V.l.n.r.: Tobias Sühlmann, Michael Mauer (2026) - Bildnachweis: Porsche

Kann Sühlmann das Erbe von Michael Mauer bewahren?

In der Welt der Automobilindustrie gibt es Posten, die seltener vergeben werden als das Amt des Papstes, und der Stuhl des Porsche-Designchefs gehört zweifellos dazu. Wenn am 1. Februar 2026 Michael Mauer sein Büro in Weissach räumt, endet eine Ära, die über 22 Jahre andauerte und die Identität der Marke Porsche nachhaltig definierte. Sein Nachfolger Tobias Sühlmann tritt ein Erbe an, das durch eine beispiellose Beständigkeit geprägt ist, denn in der gesamten Geschichte des Sportwagenherstellers gab es vor ihm lediglich vier Männer in dieser Position. Dieser Wechsel markiert nicht nur einen personellen Umbruch, sondern einen strategischen Wendepunkt für ein Unternehmen, das sich inmitten der größten Transformation seiner Geschichte befindet.
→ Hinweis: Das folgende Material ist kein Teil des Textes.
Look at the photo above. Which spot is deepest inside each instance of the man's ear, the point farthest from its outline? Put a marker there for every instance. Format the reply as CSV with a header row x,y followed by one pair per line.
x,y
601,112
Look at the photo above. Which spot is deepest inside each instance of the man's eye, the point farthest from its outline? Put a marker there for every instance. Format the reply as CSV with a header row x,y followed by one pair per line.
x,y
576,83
Das Vermächtnis des Michael Mauer

Michael Mauer übernahm 2004 die Leitung des Designs und trat damit in die Fußstapfen von Legenden wie Ferdinand Alexander Porsche, Anatol Lapine und Harm Lagaay. Unter seiner Regie vollzog Porsche den Wandel vom spezialisierten Sportwagenbauer zum hochprofitablen Global Player mit einer breit gefächerten Modellpalette. Mauer gelang das Kunststück, das ikonische Design des 911 über mehrere Generationen hinweg zu modernisieren, ohne die Grundfesten der Marke zu erschüttern. Er verantwortete die Entwicklung vom Typ 997 über den 991 bis hin zum aktuellen 992. Aber sein Einfluss reichte weit über den Elfer hinaus. Er war maßgeblich an der Gestaltung der ersten Sportlimousine der Marke beteiligt, dem Panamera, der 2009 auf den Markt kam. Zusammen mit dem heutigen Vorstandsvorsitzenden Michael Leiters, der damals als Produktstratege fungierte, schuf Mauer ein Fahrzeugkonzept, das anfangs polarisierte, sich jedoch als fester Bestandteil des Portfolios etablierte.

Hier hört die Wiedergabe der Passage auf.